A way to support repositories that need Bazel for being fetched #20464

lberki · 2023-12-07T07:54:09Z

lberki
Dec 7, 2023
Maintainer

Every once a while we get a request of the sort "I want to generate a BUILD file from a Bazel action" or "I want to run Bazel as part of fetching an external repository" (see the most recent such proposal here)

The ideological objection to this is that fetching repositories should be about collecting source code Bazel then builds and not about building things. However, there are some issues with this dogma; the most salient I know of is that fetching source code (especially if one wants to do it hermetically) sometimes requires unusual tools and currently the only two options Bazel offers for building these tools is either to make them build-less (e.g. a shell script) or reimplementing building them in a hacky way inside Bazel, whose whole business is building software.

The architectural objection to this is that making BUILD files depend on the result of actions would alter how Bazel works very significantly. For example, the semantics of query, cquery and aquery would become much more complicated: query in particular offers the guarantee that it can return all the files needed to load and analyze a given top-level target. If reading BUILD files required running actions, this would also require returning all the input files of those actions there. They would also need to run actions, talk to RBE, have the pertinent command line options, etc.

At the very least, the above makes implementing generating BUILD files from Bazel actions very difficult. That in practice translates to calendar time and bugs.

The straightforward solution to this is to just invoke Bazel in a subprocess during repository fetching. This can be done today and it works, but it is clunky because one needs to manually make sure that various caches are shared by the outer and inner Bazel instances and slow because repository rules prohibit starting a long-lived Bazel server (#20447).

I don't particularly like the idea of directly fixing #20447 because it pokes a hole in the nice property that repositories clean up after themselves after they fetch things and detecting whether a subprocess is Bazel sounds like too much DWIM.

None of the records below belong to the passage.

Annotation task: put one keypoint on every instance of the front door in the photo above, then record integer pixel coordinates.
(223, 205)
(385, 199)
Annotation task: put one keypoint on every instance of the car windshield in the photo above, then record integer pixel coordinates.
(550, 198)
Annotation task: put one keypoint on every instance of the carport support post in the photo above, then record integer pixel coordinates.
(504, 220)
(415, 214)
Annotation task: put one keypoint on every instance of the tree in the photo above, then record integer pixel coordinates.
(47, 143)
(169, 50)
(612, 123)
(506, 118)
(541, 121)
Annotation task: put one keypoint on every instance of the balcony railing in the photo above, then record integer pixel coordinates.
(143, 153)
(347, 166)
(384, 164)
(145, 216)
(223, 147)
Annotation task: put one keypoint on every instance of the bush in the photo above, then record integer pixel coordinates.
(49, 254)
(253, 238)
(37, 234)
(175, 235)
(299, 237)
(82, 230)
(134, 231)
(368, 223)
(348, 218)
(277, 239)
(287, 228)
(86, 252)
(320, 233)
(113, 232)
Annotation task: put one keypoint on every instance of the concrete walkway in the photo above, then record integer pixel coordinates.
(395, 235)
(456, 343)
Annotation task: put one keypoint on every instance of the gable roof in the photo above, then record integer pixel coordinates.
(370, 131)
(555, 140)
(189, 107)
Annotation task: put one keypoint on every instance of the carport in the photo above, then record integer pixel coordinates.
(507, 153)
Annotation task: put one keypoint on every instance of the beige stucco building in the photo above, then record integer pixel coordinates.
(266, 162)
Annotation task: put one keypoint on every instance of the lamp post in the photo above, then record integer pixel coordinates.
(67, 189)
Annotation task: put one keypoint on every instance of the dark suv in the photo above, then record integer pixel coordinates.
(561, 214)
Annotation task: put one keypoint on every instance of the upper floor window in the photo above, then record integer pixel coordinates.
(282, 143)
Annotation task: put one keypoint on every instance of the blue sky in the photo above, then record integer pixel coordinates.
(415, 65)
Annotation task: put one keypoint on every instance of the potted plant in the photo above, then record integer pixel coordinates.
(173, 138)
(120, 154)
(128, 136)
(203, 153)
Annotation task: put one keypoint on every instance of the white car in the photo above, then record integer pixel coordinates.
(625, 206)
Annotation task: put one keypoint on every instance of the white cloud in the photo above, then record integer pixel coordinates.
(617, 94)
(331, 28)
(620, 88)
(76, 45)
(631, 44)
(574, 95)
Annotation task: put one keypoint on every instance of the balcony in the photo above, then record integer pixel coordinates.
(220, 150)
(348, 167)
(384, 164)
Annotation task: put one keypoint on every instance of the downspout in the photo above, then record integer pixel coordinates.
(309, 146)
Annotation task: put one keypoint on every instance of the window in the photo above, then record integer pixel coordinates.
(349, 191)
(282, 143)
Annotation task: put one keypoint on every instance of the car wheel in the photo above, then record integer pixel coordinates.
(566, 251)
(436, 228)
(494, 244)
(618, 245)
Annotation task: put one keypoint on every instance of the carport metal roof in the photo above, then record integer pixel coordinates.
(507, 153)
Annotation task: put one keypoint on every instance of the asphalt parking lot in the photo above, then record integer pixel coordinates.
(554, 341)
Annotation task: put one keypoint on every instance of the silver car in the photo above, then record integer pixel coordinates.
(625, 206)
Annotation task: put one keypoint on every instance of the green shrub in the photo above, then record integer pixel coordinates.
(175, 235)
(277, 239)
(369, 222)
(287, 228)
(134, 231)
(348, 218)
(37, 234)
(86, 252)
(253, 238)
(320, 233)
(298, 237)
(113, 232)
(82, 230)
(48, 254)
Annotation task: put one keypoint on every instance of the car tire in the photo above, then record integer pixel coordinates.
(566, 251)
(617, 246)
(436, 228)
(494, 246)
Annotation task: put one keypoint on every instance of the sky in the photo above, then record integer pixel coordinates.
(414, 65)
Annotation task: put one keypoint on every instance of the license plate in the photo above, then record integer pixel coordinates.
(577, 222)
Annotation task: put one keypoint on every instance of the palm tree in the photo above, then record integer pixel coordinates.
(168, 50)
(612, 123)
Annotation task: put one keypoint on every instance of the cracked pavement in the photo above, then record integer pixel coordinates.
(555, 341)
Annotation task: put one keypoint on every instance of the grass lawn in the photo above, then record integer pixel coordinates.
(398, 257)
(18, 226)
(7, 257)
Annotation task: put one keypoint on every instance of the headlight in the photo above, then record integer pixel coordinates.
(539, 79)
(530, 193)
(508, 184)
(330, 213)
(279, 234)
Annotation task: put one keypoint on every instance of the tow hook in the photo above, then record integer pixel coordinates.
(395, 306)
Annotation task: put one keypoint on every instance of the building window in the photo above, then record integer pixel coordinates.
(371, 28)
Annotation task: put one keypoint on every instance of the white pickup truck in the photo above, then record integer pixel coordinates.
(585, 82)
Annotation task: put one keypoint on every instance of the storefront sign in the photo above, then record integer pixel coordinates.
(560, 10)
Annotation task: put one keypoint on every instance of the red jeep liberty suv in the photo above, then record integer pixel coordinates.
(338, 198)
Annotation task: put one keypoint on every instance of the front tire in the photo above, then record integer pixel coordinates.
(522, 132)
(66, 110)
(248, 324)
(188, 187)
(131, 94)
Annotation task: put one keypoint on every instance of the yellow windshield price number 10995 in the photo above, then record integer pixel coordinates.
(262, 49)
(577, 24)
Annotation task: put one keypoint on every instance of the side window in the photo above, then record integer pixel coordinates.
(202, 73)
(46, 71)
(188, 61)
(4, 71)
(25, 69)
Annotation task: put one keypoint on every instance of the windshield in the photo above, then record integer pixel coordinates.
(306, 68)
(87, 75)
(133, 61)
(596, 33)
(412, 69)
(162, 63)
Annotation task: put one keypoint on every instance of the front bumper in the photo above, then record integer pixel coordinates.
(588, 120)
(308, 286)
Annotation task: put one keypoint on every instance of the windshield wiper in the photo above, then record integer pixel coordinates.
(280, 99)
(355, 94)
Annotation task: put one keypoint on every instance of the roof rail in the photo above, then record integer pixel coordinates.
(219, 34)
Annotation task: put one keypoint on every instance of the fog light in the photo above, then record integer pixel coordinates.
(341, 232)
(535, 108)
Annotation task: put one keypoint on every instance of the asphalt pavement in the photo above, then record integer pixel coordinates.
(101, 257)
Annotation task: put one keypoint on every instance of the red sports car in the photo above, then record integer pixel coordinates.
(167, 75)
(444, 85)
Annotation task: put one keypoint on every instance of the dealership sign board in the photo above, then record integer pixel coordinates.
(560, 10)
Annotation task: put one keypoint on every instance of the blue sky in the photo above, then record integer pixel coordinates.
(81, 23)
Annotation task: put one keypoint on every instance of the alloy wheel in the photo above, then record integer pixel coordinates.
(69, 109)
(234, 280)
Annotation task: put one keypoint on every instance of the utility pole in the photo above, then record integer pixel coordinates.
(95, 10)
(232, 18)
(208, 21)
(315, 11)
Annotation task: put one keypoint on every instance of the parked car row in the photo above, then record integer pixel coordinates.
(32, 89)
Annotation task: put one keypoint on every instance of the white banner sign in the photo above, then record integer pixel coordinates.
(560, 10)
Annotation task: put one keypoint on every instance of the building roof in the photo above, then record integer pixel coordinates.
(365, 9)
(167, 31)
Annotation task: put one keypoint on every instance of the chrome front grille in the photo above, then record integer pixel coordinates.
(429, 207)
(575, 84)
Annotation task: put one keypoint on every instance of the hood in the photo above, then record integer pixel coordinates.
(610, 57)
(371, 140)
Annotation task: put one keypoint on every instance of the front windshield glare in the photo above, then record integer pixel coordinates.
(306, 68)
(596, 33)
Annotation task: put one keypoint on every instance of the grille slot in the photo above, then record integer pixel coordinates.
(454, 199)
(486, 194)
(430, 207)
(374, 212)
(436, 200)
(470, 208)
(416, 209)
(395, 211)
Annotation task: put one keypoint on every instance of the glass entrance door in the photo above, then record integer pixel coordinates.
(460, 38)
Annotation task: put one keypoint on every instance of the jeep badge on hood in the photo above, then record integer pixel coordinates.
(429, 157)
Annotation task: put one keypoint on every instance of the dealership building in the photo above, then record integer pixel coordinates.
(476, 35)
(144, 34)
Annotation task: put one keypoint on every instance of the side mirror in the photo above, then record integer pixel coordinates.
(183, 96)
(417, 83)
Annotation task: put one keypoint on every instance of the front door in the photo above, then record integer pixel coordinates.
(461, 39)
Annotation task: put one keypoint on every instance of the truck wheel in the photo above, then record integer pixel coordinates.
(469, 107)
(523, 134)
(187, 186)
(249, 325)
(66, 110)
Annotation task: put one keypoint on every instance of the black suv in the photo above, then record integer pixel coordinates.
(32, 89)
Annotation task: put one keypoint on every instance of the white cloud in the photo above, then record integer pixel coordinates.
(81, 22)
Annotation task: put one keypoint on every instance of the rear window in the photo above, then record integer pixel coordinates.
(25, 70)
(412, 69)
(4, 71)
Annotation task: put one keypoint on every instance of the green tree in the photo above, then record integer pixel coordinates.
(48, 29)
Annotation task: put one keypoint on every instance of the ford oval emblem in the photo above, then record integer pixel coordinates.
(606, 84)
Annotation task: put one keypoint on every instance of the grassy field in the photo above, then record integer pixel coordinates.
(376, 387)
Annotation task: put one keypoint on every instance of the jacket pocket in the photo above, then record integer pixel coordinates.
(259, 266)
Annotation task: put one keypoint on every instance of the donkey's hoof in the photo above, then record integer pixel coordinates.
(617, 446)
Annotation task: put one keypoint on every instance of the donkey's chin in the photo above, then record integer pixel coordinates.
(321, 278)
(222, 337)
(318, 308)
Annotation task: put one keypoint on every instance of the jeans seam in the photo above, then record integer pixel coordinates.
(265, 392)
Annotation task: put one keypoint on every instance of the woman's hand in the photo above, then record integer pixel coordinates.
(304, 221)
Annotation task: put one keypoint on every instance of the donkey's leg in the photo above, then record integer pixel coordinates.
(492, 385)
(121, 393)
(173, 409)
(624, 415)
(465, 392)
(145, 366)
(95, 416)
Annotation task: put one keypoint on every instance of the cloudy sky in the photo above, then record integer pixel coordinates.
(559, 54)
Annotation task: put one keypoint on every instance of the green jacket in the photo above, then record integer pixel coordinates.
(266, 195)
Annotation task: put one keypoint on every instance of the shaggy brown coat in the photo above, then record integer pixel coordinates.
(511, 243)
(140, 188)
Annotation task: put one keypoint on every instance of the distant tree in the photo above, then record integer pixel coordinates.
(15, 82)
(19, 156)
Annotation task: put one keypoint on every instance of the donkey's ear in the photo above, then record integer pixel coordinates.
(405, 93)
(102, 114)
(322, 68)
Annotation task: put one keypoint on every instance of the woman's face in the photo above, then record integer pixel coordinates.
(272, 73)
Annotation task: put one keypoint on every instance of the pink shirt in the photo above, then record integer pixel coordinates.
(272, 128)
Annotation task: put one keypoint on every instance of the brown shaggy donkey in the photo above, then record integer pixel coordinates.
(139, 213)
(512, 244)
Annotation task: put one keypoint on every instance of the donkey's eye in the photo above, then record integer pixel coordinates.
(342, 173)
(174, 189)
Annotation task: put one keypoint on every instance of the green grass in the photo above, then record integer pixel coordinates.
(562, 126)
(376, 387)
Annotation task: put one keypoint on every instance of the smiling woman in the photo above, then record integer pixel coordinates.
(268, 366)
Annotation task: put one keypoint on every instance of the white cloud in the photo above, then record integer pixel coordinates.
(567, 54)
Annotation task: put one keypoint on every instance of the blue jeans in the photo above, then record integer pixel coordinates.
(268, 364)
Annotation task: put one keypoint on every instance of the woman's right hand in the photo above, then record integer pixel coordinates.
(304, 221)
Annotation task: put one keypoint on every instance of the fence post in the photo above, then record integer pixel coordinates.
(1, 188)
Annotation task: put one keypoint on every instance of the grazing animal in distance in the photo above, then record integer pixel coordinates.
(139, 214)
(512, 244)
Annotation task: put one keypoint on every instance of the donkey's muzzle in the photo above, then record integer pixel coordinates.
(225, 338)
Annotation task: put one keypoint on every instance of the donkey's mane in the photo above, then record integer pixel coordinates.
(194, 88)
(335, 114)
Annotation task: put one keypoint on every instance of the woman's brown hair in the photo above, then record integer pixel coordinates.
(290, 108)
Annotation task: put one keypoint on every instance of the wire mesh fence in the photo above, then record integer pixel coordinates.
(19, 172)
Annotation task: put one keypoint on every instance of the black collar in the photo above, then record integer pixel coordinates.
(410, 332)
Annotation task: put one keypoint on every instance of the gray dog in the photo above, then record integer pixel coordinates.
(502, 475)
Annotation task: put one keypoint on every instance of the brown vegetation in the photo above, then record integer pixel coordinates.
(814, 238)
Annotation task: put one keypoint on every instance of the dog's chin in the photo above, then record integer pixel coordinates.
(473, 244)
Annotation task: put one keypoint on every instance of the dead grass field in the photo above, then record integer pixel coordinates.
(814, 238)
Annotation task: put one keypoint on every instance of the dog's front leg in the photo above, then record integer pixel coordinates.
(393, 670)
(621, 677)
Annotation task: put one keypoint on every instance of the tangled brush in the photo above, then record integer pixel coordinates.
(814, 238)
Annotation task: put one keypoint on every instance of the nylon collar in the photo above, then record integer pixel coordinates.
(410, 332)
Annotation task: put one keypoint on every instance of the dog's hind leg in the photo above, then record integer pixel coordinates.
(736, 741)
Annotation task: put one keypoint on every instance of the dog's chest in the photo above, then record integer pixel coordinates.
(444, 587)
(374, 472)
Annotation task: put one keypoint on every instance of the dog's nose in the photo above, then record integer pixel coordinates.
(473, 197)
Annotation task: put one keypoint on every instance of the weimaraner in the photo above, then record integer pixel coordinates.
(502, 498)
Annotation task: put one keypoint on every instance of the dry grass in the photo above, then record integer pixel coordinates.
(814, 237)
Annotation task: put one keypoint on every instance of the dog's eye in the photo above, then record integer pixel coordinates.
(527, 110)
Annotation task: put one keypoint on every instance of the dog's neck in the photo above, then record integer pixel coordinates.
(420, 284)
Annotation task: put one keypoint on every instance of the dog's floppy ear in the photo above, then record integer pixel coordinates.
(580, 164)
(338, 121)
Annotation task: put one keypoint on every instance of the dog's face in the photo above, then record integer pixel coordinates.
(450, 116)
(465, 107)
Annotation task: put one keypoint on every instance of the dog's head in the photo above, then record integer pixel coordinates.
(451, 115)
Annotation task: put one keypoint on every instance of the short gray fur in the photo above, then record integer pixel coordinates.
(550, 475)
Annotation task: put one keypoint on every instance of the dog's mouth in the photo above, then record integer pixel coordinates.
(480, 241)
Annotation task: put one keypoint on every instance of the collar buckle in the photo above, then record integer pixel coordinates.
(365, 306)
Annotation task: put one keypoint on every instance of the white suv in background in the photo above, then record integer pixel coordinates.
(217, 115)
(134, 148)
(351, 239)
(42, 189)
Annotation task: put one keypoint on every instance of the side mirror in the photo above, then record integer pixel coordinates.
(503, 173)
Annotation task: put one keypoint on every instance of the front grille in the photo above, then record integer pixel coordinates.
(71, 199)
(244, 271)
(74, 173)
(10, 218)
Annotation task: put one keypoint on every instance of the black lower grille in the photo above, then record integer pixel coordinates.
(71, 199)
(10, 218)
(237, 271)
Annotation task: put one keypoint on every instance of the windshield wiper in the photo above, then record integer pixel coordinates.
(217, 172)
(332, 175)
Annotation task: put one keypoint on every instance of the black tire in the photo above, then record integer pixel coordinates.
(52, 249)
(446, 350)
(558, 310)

However, we could teach Bazel to invoke Bazel as part of fetching a repository not as a free-form command line that happens to invoke Bazel, but explicitly. This would have a number of advantages:

The implementation can be very simple; all one needs to take care of is that the inner Bazel instance has a reasonable output base so that it doesn't litter files all over the place and that it dies when the outer one dies. It can even be thought of as a standalone feature request (although it's pushing the boundaries...)
No DWIM required to recognize inner Bazel invocations, therefore, repository rules can keep the guarantee that no processes are left running once they are done.
It can be gradually extended to make sharing "things" between the outer and inner Bazel instances easy (repo cache, disk cache, even action cache, command line options, etc.). Eventually, we could even merge the two instances if the semantics are clear enough and we are confident enough that it works and the path towards that is incremental.
The versions of the two Bazel instances are in sync by default.
Cleanup after bazel clean, bazel shutdown and the like on the outer instance can be arranged for.

All we need to do is to make sure that the interface is such that it's amenable to closer integration. Off the top of my had, I could imagine an interface that says "run Bazel in this repository, build those top-level targets, put their files from DefaultInfo in these given locations, make that a new repository" (This is pretty much what the proposal by @matts1 does)

@matts1 @Wyverald @meteorcloudy WDYT?

cc @lizkammer

matts1 · 2023-12-07T08:25:55Z

matts1
Dec 7, 2023

Something like this definitely seems cleaner than the current nested bazel invocation workaround that we're using. However, my biggest concern is that while my proposal feels like a solution (although admittedly one that's potentially very difficult to get implemented), this proposal feels like it's still a hack, just less of one. I'm not necessarily opposed to that, mind you, but my main issue is that if this were implemented, I'd want a migration plan to a proper solution, ideally in a backwards compatible way. I really don't want to have something like this implemented, find that it mostly works, but that we need something like my proposal to get a proper clean solution, and find out that doing that wouldn't be backwards compatible.

I guess my other concern is that when you're talking about sharing things between the outer and inner bazel invocation, it seems like it'll start off as less work than my proposal, but as you share more and more things, it seems like it'd become harder and harder to maintain. My proposal, while more work, kind of just gives you everything at once for free.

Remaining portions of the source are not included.